An energy efficient storage system for infrequently accessed data
It's a bit early to write the obituary for optical discs. Though many desktop users have made the transition to the cloud, Facebook found a use for Blu-ray discs -- 10,000 of them, in fact -- as part of an energy efficient storage system capable of holding a petabyte of data. Facebook showed the prototype system at the Open Compute Project summit meeting in San Jose, California, noting that it's intended to store data that rarely needs to be accessed.
Candidates for Facebook's "cold storage" solution include duplicates of photos and videos that Facebook keeps on hand for backup purposes, IDG News Service reports. Facebook says its prototype system cuts storage costs in half and reduces energy use by a whopping 80 percent, compared to its current cold storage system based on hard disk drives (HDDs).

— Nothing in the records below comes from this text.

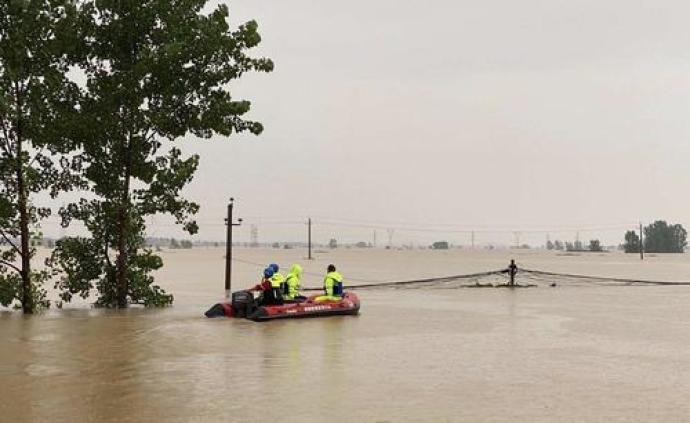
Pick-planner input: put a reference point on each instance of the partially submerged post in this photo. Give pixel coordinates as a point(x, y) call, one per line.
point(512, 270)
point(309, 237)
point(228, 249)
point(641, 244)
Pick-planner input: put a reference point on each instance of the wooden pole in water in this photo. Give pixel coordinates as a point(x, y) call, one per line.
point(641, 244)
point(309, 237)
point(228, 249)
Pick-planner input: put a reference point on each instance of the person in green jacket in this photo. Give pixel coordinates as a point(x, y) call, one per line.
point(277, 280)
point(292, 284)
point(332, 285)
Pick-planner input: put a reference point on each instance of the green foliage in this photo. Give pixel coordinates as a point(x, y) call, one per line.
point(632, 242)
point(39, 41)
point(595, 246)
point(157, 70)
point(660, 237)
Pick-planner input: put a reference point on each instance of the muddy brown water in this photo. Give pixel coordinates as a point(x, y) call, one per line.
point(585, 353)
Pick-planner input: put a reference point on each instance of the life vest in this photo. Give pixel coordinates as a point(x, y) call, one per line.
point(333, 284)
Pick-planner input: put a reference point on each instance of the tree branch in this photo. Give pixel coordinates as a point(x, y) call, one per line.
point(12, 244)
point(8, 264)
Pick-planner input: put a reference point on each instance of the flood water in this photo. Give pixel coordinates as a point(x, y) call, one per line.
point(570, 353)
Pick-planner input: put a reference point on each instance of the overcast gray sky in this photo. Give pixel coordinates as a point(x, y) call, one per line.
point(474, 114)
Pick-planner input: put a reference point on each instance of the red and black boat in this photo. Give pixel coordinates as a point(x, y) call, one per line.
point(244, 305)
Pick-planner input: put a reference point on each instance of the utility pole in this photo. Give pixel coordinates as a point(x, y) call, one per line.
point(228, 249)
point(641, 244)
point(309, 238)
point(517, 238)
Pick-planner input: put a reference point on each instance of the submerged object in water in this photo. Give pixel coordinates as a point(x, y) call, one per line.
point(244, 305)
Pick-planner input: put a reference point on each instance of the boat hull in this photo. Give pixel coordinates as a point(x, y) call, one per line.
point(243, 307)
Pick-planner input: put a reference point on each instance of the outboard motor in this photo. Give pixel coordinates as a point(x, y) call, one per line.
point(243, 304)
point(219, 310)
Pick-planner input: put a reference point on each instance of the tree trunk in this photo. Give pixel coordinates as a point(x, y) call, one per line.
point(123, 232)
point(25, 253)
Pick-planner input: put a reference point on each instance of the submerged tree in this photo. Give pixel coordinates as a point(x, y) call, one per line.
point(632, 242)
point(38, 43)
point(660, 237)
point(157, 71)
point(595, 245)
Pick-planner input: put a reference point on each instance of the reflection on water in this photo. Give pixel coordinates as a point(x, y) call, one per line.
point(574, 354)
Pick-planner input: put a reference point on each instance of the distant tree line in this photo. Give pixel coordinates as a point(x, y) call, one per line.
point(659, 237)
point(576, 246)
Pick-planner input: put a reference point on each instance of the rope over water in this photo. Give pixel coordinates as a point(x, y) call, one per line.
point(508, 277)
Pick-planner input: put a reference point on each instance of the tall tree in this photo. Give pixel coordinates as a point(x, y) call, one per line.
point(158, 70)
point(632, 242)
point(660, 237)
point(38, 43)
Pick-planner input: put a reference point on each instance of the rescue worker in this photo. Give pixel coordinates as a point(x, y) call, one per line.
point(277, 280)
point(270, 295)
point(292, 284)
point(332, 285)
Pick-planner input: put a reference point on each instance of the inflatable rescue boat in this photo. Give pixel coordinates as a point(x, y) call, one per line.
point(244, 305)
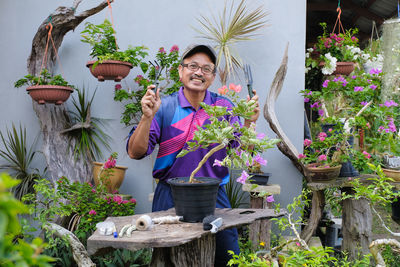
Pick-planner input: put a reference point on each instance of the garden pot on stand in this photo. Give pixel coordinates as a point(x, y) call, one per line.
point(322, 174)
point(115, 180)
point(194, 201)
point(53, 94)
point(259, 178)
point(110, 70)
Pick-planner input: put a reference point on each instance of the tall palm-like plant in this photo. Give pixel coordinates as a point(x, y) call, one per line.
point(19, 156)
point(232, 26)
point(85, 129)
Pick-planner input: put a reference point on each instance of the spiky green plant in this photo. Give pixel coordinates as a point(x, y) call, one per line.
point(19, 156)
point(85, 129)
point(232, 26)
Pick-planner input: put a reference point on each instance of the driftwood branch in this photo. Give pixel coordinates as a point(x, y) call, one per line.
point(79, 252)
point(374, 248)
point(285, 146)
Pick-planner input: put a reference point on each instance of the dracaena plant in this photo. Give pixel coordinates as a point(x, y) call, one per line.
point(243, 144)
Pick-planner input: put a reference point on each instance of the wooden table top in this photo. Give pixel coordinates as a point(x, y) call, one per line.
point(171, 235)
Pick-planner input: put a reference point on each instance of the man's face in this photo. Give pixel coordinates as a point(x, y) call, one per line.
point(196, 80)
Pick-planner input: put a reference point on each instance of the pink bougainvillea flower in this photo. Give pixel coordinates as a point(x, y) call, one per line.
point(174, 48)
point(307, 142)
point(375, 71)
point(366, 154)
point(92, 212)
point(217, 163)
point(260, 136)
point(270, 198)
point(243, 177)
point(223, 90)
point(236, 88)
point(161, 50)
point(260, 160)
point(315, 105)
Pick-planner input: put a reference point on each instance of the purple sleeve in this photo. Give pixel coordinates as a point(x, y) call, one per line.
point(154, 137)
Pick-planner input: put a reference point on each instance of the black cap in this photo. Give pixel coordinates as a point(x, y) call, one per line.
point(196, 48)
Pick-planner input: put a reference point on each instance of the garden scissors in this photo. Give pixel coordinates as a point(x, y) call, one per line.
point(157, 72)
point(249, 79)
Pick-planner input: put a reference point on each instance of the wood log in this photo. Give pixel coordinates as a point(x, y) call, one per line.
point(79, 252)
point(356, 226)
point(57, 149)
point(285, 146)
point(317, 207)
point(190, 254)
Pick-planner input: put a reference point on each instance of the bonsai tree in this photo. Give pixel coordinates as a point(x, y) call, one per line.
point(104, 45)
point(243, 144)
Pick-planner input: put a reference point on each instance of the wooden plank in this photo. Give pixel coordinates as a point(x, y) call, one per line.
point(171, 235)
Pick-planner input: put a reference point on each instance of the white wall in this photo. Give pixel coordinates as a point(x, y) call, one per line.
point(154, 24)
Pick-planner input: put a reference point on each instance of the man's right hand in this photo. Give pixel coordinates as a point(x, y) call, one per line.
point(151, 102)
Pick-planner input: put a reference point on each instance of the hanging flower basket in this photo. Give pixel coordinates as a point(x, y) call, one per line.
point(54, 94)
point(320, 174)
point(344, 68)
point(110, 70)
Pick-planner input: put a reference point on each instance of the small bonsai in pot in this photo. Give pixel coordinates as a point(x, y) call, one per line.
point(46, 88)
point(240, 143)
point(109, 63)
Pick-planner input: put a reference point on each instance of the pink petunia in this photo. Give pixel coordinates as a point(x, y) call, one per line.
point(236, 88)
point(217, 163)
point(243, 177)
point(92, 212)
point(270, 198)
point(307, 142)
point(223, 90)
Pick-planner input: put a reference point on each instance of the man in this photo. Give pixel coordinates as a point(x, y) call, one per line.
point(171, 122)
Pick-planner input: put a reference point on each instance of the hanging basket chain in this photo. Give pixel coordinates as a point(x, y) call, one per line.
point(49, 26)
point(112, 24)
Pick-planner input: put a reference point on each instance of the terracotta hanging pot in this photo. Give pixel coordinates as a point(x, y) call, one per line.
point(344, 68)
point(115, 180)
point(320, 174)
point(110, 70)
point(54, 94)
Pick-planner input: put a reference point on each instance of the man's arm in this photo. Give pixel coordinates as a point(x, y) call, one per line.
point(139, 140)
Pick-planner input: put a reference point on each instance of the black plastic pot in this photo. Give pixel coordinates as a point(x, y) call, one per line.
point(259, 178)
point(194, 201)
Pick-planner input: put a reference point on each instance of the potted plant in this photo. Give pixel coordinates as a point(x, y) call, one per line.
point(195, 198)
point(109, 174)
point(324, 155)
point(109, 63)
point(46, 88)
point(334, 53)
point(168, 80)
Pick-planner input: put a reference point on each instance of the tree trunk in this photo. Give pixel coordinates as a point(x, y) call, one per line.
point(57, 148)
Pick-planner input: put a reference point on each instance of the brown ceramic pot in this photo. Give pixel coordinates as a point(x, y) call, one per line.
point(344, 68)
point(115, 180)
point(319, 174)
point(110, 70)
point(49, 93)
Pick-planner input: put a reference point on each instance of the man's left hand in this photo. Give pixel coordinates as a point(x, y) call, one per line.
point(256, 114)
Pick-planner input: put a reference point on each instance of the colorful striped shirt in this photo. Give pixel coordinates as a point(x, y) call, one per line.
point(174, 125)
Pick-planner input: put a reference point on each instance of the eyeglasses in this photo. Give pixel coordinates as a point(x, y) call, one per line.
point(206, 69)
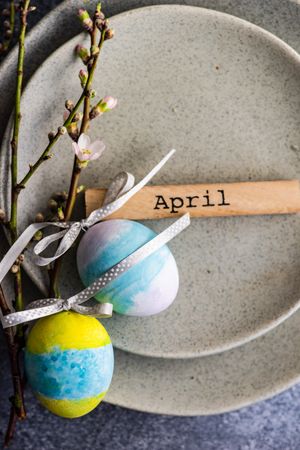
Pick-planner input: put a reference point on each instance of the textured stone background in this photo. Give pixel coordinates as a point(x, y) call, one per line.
point(269, 425)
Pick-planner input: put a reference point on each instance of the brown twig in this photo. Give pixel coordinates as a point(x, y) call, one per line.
point(17, 410)
point(54, 291)
point(9, 33)
point(14, 338)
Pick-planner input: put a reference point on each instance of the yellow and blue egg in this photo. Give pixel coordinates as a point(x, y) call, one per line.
point(69, 363)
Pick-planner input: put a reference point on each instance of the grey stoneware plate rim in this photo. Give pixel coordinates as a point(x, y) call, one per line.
point(263, 327)
point(119, 393)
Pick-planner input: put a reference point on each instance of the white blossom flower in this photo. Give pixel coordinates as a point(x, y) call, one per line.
point(85, 150)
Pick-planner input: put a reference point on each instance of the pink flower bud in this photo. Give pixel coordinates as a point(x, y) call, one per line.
point(83, 53)
point(83, 76)
point(85, 19)
point(107, 103)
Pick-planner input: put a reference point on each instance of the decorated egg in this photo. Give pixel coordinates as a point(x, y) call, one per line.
point(148, 287)
point(69, 363)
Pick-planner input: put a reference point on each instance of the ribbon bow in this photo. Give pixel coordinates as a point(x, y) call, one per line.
point(71, 230)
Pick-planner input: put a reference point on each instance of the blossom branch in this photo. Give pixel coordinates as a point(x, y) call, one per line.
point(95, 51)
point(9, 25)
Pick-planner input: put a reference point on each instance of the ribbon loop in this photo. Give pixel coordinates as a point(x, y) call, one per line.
point(120, 191)
point(45, 307)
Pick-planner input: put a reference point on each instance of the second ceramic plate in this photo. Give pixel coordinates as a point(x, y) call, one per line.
point(226, 94)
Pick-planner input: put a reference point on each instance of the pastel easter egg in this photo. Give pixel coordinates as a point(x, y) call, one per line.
point(69, 363)
point(148, 287)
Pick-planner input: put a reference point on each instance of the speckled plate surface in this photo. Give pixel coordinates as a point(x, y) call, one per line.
point(227, 97)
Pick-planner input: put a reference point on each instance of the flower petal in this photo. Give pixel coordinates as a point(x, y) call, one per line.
point(97, 146)
point(95, 155)
point(84, 141)
point(77, 151)
point(66, 114)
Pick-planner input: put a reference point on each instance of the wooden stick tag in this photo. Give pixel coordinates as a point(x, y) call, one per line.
point(206, 200)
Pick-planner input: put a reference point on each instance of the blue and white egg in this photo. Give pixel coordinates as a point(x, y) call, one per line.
point(147, 288)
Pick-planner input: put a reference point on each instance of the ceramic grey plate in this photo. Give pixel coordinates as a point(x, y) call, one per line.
point(227, 97)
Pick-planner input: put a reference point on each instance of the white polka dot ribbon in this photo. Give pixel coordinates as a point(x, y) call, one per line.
point(120, 191)
point(49, 306)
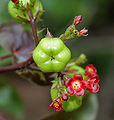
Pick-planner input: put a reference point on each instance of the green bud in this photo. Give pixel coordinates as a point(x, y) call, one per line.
point(24, 3)
point(51, 55)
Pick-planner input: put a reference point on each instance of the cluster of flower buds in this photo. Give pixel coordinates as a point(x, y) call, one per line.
point(77, 86)
point(72, 32)
point(92, 79)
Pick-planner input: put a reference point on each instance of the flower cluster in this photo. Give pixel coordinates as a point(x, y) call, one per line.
point(77, 86)
point(57, 104)
point(92, 79)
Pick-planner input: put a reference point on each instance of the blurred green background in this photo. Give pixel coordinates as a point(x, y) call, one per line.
point(27, 101)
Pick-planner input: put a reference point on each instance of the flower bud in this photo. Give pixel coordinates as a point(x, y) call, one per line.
point(15, 1)
point(64, 97)
point(57, 104)
point(19, 8)
point(83, 32)
point(77, 20)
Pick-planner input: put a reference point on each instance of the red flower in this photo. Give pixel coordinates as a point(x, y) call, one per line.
point(83, 32)
point(64, 97)
point(77, 20)
point(90, 70)
point(93, 85)
point(76, 85)
point(57, 104)
point(15, 1)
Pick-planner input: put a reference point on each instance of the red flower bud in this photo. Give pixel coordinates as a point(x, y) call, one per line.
point(90, 70)
point(57, 104)
point(83, 32)
point(15, 1)
point(64, 97)
point(76, 85)
point(93, 85)
point(77, 20)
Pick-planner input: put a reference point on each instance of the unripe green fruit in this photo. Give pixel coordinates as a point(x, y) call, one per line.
point(51, 55)
point(19, 11)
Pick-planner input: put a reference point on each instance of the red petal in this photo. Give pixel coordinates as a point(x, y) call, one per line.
point(78, 77)
point(70, 91)
point(84, 84)
point(79, 92)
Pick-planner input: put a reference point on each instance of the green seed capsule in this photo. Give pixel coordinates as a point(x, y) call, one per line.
point(51, 55)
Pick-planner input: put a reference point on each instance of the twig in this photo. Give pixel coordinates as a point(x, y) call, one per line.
point(4, 57)
point(16, 66)
point(32, 23)
point(33, 68)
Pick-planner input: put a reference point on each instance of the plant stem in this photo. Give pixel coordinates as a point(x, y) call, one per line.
point(32, 23)
point(16, 66)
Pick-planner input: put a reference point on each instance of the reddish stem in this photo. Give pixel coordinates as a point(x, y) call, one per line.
point(4, 57)
point(32, 23)
point(16, 66)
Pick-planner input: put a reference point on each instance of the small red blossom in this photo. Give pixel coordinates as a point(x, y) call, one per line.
point(77, 20)
point(76, 85)
point(64, 97)
point(93, 85)
point(83, 32)
point(90, 71)
point(15, 1)
point(57, 105)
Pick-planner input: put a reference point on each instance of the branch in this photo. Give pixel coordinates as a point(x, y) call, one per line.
point(4, 57)
point(16, 66)
point(33, 68)
point(32, 23)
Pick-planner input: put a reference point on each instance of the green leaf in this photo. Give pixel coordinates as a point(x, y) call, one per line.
point(5, 62)
point(5, 17)
point(10, 101)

Over time, Facebook expects to increase storage by a factor of five. It's a cost effective roadmap, since Blu-ray discs costs less than hard drives, plus there's room for manufactures to increase the density of Blu-ray media.
"We see this as a new area of demand for the technology," said Jason Taylor, Facebook's director of infrastructure.
The prototype storage system consists of an ordinary looking cabinet with stacks of Blu-ray discs inside. A robotic picker plucks a disc from a pile and moves it to one of the 16 Blu-ray burners so that data can be written to it.